My body is an Ark. I am holding in the Divine, and I am keeping out the Chaos.

The תבה (tey-vah, vessel that Noah built, often translated as “ark”) floated alone in the vastness of the water. As the portholes in the sky and the sea opened up, the תהו ובוהו (tohu va-vohu, Chaos) flooded in, and the only barriers left that kept it out were the sides of Noah’s תבה. Chaos surrounded, water flowed in from beyond the skies and the atmosphere and the sea and below the sea. Suddenly the only membrane keeping the Order in and the Chaos out was Noah and his ark. Inside this warm, musty, animal-smelling sanctuary floated all the sparks of life that were left in the world. The תבה kept it safe.

It is so hard to look at our own bodies with kindness. To see in our physical manifestation pure, unadulterated Good, to see deep within the flesh and the veins and the cartilage a miracle, and a house of Divinity. To look at our skin, to see it holding in universes, holding in Forever and Nothingness. To look at our wrinkles, our love handles, our knobbly knees, our skin disease, our brittle bones, our varicose veins as the תבה that holds in God and holds out Chaos. We are Good for just existing. There is Chaos swimming around us, and there is Holiness inside. How can we do anything but look upon our תבה with kindness? It is doing so much work.

וַיִּבְרָא אֱלֹהִים אֶת-הָאָדָם בְּצַלְמוֹ, בְּצֶלֶם אֱלֹהִים בָּרָא אֹתוֹ: זָכָר וּנְקֵבָה, בָּרָא אֹתָם.
And God created man in His own image, in the image of God created He him; male and female created He them. B’reishit, 1:27

I stand in the ocean, my feet a little too cold to be considered comfortable. I stand in the ocean, and the tide rushes up to me, up my ankles, my shins, my calves. It rushes back, and I’m left standing, breathing, waiting for the next rush. My breath starts to sync with the sounds of the waves, and the tide as it rushes back to me. I’m standing in the Atlantic Ocean, in Revere, Massachusetts, after one of the hardest emotional weeks of my life. I’m standing in the ocean, hearing what everyone keeps saying about “ride the wave,” and “emotions are like the tide.” I am standing in the ocean, I made it to Revere to the Atlantic to this moment. I say a blessing. I realize that if I am created in God’s image, and if my emotions are like waves, and I see the Source in nature, then I am like the ocean. I bless the Ocean, my Creator, and myself.

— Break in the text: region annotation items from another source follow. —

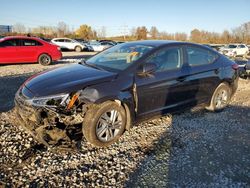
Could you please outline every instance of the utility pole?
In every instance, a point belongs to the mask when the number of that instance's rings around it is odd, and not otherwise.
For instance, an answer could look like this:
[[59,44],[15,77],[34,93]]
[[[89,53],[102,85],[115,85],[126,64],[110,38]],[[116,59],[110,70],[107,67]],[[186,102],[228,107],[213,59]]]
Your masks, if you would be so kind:
[[126,41],[126,34],[127,34],[128,26],[124,24],[122,28],[123,28],[123,39],[124,41]]

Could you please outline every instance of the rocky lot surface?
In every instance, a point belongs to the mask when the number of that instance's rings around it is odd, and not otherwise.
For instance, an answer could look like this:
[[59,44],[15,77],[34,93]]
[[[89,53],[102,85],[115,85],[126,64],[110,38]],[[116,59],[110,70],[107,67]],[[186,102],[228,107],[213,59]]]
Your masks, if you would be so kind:
[[[41,71],[39,65],[18,66],[10,68],[13,74],[0,71],[1,105],[29,73]],[[8,100],[2,92],[9,92]],[[11,123],[12,106],[0,113],[0,187],[250,186],[249,80],[239,81],[220,113],[194,108],[157,118],[134,126],[108,148],[85,140],[76,147],[45,148]]]

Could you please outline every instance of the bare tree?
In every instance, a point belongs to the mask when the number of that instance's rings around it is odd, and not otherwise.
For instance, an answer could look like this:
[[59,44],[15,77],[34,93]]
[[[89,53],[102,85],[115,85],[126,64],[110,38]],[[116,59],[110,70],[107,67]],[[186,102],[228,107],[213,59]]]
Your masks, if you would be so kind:
[[13,25],[13,32],[26,33],[26,27],[22,23],[16,23]]
[[105,38],[106,37],[106,27],[102,26],[101,29],[97,32],[98,38]]
[[174,40],[178,40],[178,41],[187,41],[187,34],[186,33],[175,33],[174,34]]
[[157,39],[159,37],[159,31],[155,26],[151,27],[149,34],[151,35],[152,39]]
[[145,26],[137,27],[136,29],[136,38],[137,40],[147,39],[148,30]]
[[81,37],[82,39],[93,39],[96,38],[97,33],[96,31],[92,31],[92,28],[86,24],[81,25],[77,30],[76,30],[76,35]]

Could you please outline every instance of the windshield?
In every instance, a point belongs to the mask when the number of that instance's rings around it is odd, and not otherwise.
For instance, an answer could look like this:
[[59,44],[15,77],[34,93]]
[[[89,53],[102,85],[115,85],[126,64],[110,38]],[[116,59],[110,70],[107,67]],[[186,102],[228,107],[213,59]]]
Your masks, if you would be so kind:
[[233,45],[233,44],[229,44],[227,47],[228,47],[228,48],[236,48],[237,46],[236,46],[236,45]]
[[125,70],[152,48],[152,46],[124,43],[97,54],[87,63],[108,71],[119,72]]

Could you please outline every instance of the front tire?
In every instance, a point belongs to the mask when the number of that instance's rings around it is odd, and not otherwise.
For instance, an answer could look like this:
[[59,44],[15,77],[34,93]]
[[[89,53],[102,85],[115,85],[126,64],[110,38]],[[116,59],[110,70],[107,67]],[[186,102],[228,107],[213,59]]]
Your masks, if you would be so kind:
[[125,130],[126,114],[122,106],[108,101],[86,112],[83,134],[88,142],[105,147],[116,142]]
[[226,83],[221,83],[214,91],[207,110],[218,112],[227,107],[232,95],[231,88]]
[[43,66],[50,65],[51,62],[52,62],[52,59],[51,59],[51,57],[48,54],[41,54],[38,57],[38,63],[41,64],[41,65],[43,65]]
[[81,46],[76,46],[76,47],[75,47],[75,51],[76,51],[76,52],[81,52],[81,51],[82,51]]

ברוך אתה ה׳ אלוהינו מלך העלום שעשני בצלמו.
Baruch atah Adonai, Eloheinu Melech Haolam, she’asani be’tzalmo
Blessed are you, Lord our God, Ruler of the Universe, who made me in God’s image.

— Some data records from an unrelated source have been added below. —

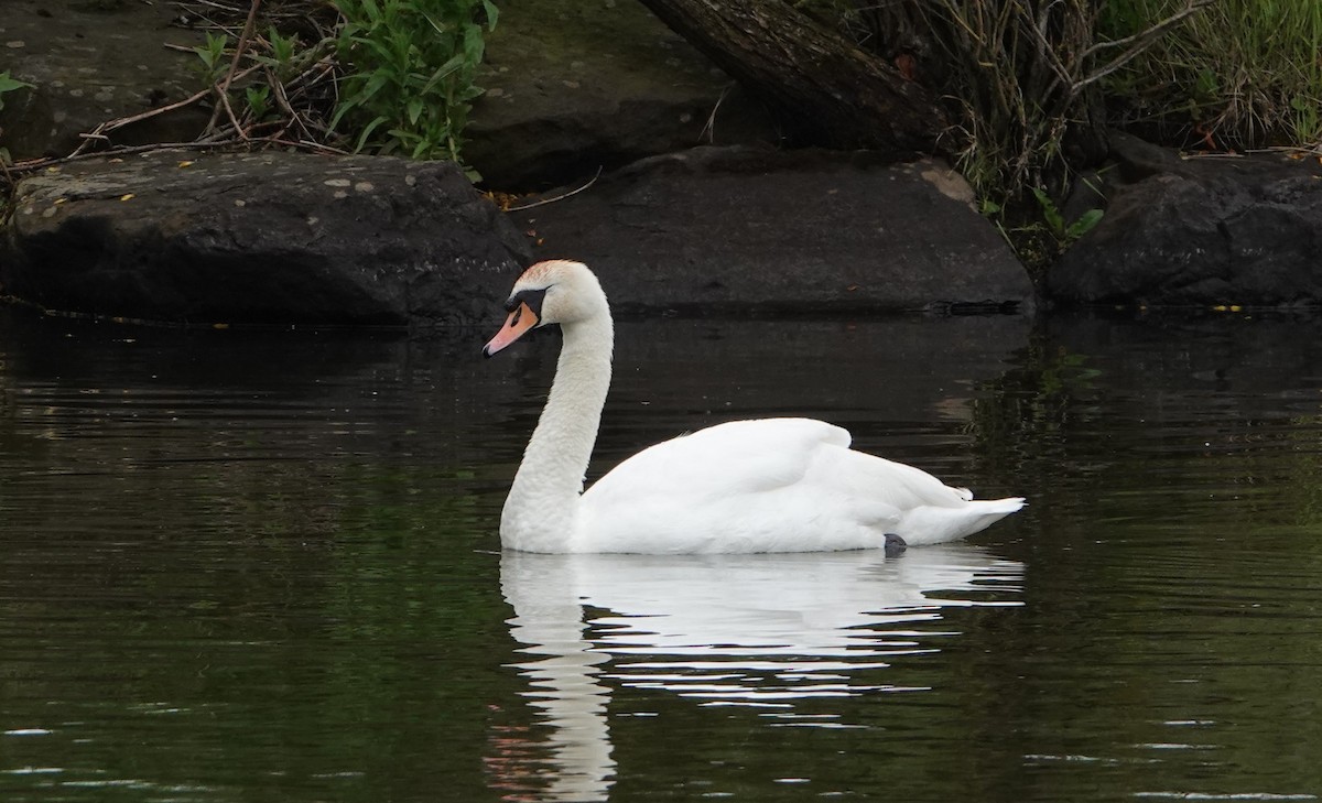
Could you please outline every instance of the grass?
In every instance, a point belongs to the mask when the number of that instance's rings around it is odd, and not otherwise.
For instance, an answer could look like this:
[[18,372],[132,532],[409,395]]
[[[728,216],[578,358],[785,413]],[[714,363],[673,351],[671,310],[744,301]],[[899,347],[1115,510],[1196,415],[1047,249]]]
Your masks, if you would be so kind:
[[[1173,0],[1112,0],[1107,36],[1126,36]],[[1322,144],[1322,3],[1218,0],[1117,71],[1116,120],[1211,149]]]
[[336,0],[344,77],[330,127],[356,131],[354,151],[460,161],[483,61],[490,0]]

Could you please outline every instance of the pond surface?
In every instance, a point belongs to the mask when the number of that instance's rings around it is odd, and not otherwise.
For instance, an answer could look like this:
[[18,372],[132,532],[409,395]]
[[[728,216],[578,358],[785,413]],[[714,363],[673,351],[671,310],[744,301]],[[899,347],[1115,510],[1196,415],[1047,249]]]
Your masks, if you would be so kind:
[[0,800],[1322,795],[1322,325],[620,325],[592,475],[796,413],[1030,499],[891,559],[501,555],[489,334],[0,310]]

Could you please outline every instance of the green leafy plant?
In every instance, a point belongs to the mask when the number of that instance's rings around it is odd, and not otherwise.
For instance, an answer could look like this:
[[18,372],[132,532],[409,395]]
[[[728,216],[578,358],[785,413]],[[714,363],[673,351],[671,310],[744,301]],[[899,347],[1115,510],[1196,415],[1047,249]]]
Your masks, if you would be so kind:
[[1100,209],[1089,209],[1075,221],[1067,223],[1064,214],[1056,206],[1056,202],[1051,199],[1051,195],[1047,194],[1047,190],[1035,186],[1032,188],[1032,197],[1036,198],[1038,206],[1042,209],[1042,219],[1047,225],[1047,231],[1062,247],[1092,231],[1105,214]]
[[336,0],[336,8],[345,74],[332,129],[356,131],[354,151],[459,161],[481,94],[483,29],[497,18],[490,0]]
[[202,81],[212,85],[225,77],[225,71],[230,66],[229,49],[230,37],[206,32],[206,42],[193,48],[193,53],[201,62],[198,70],[202,74]]
[[[1175,0],[1110,0],[1109,37],[1132,36]],[[1214,149],[1322,139],[1322,4],[1218,0],[1109,75],[1122,124]]]
[[[19,90],[30,90],[30,88],[33,88],[30,83],[19,81],[17,78],[9,75],[9,70],[4,70],[3,73],[0,73],[0,111],[4,111],[5,94],[16,92]],[[0,165],[7,165],[9,164],[9,161],[12,161],[9,158],[9,149],[0,148]]]

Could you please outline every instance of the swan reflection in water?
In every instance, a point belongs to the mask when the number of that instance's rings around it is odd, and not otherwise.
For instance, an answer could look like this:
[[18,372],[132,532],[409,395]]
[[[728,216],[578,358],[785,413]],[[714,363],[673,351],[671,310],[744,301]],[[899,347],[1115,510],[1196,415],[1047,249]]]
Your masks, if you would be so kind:
[[755,707],[787,725],[850,726],[843,713],[797,713],[795,703],[911,689],[878,683],[875,670],[958,635],[941,626],[945,608],[1022,605],[1022,577],[1023,564],[962,543],[896,557],[505,552],[510,634],[530,656],[514,666],[550,729],[535,762],[538,799],[608,796],[612,688]]

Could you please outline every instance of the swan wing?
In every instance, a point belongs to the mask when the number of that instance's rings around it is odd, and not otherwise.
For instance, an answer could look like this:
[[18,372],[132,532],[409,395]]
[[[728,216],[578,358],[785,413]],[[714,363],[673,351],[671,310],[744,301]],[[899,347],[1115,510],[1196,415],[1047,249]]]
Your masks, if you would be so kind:
[[894,483],[880,474],[900,464],[851,452],[849,444],[845,429],[810,419],[731,421],[657,444],[583,495],[576,548],[785,552],[879,545],[903,514],[896,502],[912,502],[912,494],[888,498],[884,487]]

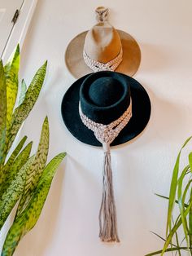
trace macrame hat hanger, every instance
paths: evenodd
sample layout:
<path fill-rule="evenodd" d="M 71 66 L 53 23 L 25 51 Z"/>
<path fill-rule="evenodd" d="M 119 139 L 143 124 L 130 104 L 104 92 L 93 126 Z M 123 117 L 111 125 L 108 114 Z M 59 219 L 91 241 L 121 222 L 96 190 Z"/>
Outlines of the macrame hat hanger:
<path fill-rule="evenodd" d="M 111 25 L 108 8 L 99 7 L 95 13 L 98 23 L 68 44 L 65 53 L 67 68 L 76 78 L 101 70 L 133 76 L 141 61 L 138 44 L 129 33 Z"/>
<path fill-rule="evenodd" d="M 65 93 L 61 113 L 68 130 L 80 141 L 103 147 L 103 198 L 99 237 L 119 242 L 110 148 L 135 138 L 151 116 L 147 92 L 135 79 L 111 71 L 86 75 Z"/>

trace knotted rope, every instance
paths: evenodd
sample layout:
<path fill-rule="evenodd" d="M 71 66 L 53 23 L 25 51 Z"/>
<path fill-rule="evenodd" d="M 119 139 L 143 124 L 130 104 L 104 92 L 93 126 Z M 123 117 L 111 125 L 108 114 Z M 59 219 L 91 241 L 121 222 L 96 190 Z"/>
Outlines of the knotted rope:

Blessed are you God who lets my emotions roll through me, who created high tide, low tide, and the waves between.

בתובו מחדש בכל יום תמיד מעשה ברישית
B’tuvo m’chadesh b’chol yom tamid ma’aseh b’reishit
Every day the work of Creation is renewed

Every day there is a new start. There is another chance to be kind to ourselves, to each other. To be slow, to go slow. To listen, to listen to our bodies and give them what they need. Every day, Creation is renewed. Every day we can co-create, create the world worth living in. If we are created in God’s image, and inside the Arks of our chest dwells Divinity, we earned another shot at a new day.

ברוך אתה ה’ אלהינו רוח העולם עושה מעשה בראשית
Blessed are You, Adonai our God, Force of the Universe, maker of the works of Creation.

It is easy to teach that we need to hold each other in love, to understand we all reflect back a spark of the Divine, that we are all struggling to make sense of everything that pretty much never makes sense.

We should all be more awesome to each other, because it’s confusing to be a person sometimes.
-Kid President

For many of us, learning to hold ourselves in that same kindness is the real struggle. It is often so much easier to see the humanity in someone else, and forget that you are also riding the wave. Emotions flow through us, and it is our responsibility not to try to damn the ocean, to catch the tide, to ignore its’ undulations. We are created in God’s image. We feel like the ocean.